Pengusaha Protes Rencana Bea Tambahan 200% terhadap Keramik China

by -144 Views
Pengusaha Protes Rencana Bea Tambahan 200% terhadap Keramik China

Jakarta, CNBC Indonesia – Rencana pengenaan bea masuk tambahan berupa bea masuk anti dumping (BMAD) sekitar 100-199% atas keramik impor asal China ternyata mendapat kritik pedas. Kritik, bahkan penolakan itu datang dari anggota Komisi VI DPR, pengusaha pemasok bahan bangunan, juga Ekonom Senior INDEF Faisal Basri.

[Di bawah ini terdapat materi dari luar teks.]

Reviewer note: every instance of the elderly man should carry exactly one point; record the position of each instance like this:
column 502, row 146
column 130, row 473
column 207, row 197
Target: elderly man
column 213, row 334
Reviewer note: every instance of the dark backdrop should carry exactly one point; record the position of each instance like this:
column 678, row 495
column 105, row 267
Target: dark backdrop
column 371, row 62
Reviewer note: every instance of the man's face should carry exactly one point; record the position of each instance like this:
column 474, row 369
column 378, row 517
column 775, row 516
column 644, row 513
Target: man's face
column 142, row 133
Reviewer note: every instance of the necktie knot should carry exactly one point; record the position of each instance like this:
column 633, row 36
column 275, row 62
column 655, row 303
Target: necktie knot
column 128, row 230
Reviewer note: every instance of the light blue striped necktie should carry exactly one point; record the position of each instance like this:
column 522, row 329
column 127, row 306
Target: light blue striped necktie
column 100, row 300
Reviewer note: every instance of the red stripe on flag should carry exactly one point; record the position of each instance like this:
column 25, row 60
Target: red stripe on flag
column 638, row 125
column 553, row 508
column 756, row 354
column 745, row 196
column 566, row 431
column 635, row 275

Rencana pengenaan BMAD itu juga disebut berpotensi digugat lewat mekanisme WTO. Juga dikhawatirkan menimbulkan reaksi balasan dari China.

Hanya saja, pengusaha di dalam negeri bergeming. Tetap mendesak pemerintah segera menetapkan pemberlakuan BMAD. Ketua Umum Asosiasi Aneka Keramik Indonesia (Asaki) Edy Suyanto mengatakan, negara lain menerapkan kebijakan yang sama. Sehingga, menurutnya, berlebihan jika pengenaan BMAD oleh Indonesia kemudian disebut akan memicu balasan dari China.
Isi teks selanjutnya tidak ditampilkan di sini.